Burnt couldn't be a more apt title for this movie.
Food, kitchen stories, and Bradley Cooper. It sounds like the perfect recipe for two food writers to indulge in.
Let's talk about food porn, because really, that's half the juice of a restaurant movie. You hear the sizzle from the pan, you see the slice of freshly baked bread, glistening beef marbling, bright artichokes... Things that make you salivate in your movie seat. You can practically taste it. In the movie, Chef Adam Jones says he wanted to make diners stop and orgasm in their mouths.
But in Burnt, the dishes are redundant and are way too focused on the chef's halibut and steak dish that looks like it's from hotel fine dining circa 1990. Not salivating nor admiring here.

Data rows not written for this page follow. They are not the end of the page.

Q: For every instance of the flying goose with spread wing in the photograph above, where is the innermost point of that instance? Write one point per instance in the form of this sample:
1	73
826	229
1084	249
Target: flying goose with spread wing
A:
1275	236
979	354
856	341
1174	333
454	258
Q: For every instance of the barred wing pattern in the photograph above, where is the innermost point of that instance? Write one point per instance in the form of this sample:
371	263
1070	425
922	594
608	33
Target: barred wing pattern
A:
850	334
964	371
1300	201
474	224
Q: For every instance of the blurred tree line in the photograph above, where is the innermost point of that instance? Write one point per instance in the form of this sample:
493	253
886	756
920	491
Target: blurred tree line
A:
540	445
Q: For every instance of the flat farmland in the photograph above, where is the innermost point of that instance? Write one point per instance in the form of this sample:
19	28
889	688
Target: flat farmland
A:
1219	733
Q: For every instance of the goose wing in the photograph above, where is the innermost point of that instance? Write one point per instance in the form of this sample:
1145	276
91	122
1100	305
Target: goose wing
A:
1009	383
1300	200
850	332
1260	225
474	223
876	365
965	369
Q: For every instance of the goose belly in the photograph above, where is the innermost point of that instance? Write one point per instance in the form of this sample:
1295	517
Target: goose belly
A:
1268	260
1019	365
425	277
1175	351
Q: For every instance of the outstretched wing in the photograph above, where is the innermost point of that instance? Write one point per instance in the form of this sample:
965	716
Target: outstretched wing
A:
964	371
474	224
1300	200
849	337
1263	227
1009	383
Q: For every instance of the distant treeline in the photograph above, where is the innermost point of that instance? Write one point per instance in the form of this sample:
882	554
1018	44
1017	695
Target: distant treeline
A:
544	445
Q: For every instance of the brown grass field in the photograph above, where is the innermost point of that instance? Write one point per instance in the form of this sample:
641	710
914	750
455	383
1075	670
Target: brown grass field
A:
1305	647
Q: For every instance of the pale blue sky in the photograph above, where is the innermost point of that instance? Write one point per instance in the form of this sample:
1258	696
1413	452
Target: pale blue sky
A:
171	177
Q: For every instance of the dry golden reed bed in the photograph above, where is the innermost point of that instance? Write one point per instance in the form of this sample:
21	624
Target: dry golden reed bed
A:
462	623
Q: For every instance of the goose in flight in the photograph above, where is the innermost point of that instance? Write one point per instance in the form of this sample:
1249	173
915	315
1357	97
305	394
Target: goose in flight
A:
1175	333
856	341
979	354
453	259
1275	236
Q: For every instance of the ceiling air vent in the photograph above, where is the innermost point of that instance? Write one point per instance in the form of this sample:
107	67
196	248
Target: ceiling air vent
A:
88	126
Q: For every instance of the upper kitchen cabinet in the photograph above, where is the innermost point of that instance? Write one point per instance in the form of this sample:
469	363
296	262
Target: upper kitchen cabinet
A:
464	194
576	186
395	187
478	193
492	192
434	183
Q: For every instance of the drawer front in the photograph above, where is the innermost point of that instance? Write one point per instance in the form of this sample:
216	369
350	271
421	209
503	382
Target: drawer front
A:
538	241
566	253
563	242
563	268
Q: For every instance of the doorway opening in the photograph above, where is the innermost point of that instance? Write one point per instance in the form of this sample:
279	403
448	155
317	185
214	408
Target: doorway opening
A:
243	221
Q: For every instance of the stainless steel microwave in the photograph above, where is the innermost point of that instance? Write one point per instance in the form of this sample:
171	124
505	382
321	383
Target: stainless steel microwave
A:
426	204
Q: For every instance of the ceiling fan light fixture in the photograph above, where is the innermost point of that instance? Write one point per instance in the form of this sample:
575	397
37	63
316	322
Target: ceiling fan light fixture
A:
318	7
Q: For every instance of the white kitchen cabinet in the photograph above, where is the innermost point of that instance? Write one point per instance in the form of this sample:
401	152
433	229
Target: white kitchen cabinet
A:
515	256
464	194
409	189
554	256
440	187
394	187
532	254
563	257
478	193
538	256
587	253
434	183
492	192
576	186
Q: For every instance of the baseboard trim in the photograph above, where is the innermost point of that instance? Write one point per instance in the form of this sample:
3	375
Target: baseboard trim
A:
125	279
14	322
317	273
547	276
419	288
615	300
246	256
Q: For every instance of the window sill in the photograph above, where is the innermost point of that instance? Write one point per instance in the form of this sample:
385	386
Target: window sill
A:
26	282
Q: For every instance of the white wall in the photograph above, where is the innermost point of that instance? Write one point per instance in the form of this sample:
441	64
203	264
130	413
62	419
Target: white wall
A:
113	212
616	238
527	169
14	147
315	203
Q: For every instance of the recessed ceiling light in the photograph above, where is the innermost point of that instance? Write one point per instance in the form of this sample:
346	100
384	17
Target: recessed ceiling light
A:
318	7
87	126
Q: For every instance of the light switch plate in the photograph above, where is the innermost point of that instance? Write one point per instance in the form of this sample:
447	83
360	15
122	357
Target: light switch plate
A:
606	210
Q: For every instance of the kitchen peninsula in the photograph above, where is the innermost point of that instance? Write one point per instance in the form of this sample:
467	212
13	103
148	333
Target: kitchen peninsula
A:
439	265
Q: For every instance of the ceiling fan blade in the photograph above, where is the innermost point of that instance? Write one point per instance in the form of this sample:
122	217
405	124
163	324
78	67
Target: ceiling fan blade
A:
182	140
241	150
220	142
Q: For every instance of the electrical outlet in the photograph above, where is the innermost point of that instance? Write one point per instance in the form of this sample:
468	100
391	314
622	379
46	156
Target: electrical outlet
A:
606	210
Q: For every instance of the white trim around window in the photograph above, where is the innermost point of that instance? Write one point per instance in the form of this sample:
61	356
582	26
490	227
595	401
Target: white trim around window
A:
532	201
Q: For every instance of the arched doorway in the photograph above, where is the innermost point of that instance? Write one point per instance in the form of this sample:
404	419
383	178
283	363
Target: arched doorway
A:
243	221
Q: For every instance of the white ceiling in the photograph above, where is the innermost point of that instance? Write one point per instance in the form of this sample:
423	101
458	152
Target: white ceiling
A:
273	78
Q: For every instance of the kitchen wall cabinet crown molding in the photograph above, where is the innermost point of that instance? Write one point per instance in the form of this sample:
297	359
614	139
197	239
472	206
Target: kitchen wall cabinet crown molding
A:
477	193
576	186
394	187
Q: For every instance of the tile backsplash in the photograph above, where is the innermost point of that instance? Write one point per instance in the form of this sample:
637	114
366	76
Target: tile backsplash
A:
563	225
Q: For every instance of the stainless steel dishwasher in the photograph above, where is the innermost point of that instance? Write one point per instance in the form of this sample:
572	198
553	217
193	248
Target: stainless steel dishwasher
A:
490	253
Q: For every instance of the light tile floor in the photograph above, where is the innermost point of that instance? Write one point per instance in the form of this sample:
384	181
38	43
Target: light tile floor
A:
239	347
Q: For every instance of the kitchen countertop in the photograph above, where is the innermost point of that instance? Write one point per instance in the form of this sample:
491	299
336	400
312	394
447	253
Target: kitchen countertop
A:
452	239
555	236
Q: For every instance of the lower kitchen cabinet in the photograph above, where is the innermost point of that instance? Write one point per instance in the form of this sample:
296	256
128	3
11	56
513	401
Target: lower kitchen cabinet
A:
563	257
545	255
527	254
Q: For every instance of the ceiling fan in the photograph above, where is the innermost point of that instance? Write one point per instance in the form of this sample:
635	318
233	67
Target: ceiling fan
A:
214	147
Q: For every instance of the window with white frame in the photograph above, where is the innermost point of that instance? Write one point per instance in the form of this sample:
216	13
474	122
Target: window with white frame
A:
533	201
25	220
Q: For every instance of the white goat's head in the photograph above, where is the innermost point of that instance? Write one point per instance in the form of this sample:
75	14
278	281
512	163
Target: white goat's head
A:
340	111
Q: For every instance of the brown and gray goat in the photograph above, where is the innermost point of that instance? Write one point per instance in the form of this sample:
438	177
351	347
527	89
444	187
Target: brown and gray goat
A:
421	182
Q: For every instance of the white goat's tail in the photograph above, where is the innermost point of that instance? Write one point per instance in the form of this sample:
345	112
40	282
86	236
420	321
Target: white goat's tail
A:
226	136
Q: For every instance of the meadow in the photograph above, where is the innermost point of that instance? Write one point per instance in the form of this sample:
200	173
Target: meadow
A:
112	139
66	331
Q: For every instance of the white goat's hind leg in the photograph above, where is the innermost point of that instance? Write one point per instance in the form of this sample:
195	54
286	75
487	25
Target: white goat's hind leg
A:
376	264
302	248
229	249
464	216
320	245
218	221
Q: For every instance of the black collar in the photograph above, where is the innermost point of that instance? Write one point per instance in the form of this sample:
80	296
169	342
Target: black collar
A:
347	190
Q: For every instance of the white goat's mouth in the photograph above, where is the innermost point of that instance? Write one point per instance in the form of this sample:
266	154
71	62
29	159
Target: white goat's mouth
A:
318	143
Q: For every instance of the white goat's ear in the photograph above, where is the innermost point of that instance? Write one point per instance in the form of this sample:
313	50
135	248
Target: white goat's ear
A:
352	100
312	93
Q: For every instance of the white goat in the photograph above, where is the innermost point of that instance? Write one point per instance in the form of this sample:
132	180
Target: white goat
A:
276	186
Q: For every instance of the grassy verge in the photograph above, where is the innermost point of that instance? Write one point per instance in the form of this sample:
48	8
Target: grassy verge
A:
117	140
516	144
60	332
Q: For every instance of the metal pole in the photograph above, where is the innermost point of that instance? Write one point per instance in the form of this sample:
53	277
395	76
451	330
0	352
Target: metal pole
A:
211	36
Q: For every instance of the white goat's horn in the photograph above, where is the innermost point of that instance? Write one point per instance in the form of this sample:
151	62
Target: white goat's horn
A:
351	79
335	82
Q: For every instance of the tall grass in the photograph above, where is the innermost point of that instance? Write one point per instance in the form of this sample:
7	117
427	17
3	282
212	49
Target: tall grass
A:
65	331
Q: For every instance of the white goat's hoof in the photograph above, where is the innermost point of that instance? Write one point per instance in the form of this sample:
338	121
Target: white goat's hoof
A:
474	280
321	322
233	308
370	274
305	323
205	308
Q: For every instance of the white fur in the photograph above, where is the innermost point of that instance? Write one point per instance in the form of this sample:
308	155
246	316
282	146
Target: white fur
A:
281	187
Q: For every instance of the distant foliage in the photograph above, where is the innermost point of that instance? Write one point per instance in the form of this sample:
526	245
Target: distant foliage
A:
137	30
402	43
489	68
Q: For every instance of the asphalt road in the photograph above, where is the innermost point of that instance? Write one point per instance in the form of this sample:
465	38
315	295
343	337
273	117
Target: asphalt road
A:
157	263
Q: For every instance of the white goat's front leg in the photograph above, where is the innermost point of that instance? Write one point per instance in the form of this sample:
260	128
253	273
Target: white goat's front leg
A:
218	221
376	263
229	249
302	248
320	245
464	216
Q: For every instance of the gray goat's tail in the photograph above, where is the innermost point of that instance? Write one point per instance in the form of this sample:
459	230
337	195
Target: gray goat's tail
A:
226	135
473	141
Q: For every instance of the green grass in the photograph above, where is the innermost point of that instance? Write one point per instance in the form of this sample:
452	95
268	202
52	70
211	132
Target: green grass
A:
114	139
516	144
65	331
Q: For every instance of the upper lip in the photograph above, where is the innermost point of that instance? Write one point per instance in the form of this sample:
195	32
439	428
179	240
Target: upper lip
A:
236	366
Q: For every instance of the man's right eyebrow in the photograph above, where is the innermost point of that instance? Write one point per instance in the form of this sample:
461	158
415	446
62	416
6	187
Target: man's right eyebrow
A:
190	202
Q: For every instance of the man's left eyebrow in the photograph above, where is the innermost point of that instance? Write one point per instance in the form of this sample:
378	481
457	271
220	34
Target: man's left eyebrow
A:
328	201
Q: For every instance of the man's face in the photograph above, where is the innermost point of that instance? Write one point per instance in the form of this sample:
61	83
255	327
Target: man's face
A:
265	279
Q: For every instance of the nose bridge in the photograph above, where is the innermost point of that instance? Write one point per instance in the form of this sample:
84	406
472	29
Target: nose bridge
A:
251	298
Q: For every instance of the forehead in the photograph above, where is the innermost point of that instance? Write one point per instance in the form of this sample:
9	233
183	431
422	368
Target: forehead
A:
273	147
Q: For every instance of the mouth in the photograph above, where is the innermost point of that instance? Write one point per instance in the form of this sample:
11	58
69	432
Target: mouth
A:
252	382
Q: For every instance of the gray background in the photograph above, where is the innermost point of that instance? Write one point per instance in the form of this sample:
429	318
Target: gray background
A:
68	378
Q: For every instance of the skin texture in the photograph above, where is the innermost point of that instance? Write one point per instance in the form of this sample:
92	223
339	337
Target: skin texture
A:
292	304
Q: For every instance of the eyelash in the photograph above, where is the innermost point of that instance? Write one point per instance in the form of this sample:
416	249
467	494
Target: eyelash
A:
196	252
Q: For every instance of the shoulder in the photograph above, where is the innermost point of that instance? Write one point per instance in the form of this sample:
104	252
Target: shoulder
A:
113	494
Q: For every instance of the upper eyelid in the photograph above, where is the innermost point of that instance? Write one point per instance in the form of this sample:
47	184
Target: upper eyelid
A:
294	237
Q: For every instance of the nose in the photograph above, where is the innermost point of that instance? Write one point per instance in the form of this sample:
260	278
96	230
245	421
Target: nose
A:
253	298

The scenes were amateur, as if this was written with no real research and shitty character development. Chefs in the trade do have meltdowns, and they can rage when their team isn't working up to snuff. In Burnt, however, it's not clear why Adam just walks into the kitchen flipping out at ... what exactly? Unfortunately, his character development isn't particularly deep, so the viewer doesn't get a sense of empathy or deeper connection to his impression of Gordon Ramsay on Hell's Kitchen.
What was in this world-changing sauce that Sienna made? Really - is that little cut of presenting a pan all you're going to give us?
I had it when the maitre'd had to explain to his professional front of house staff what the Michelin guide was. You're telling me that polished waitstaff in an ultra fine dining restaurant IN FRANCE have never heard of this "Michelin Guide"?
Perhaps my companion and I were being too critical of the movie, as some of the other viewers who left the movie were quite satisfied with the course. But in an age where kitchen life has become more mainstream in mass media, the team behind Burnt could have done a little bit more research on what actually goes on.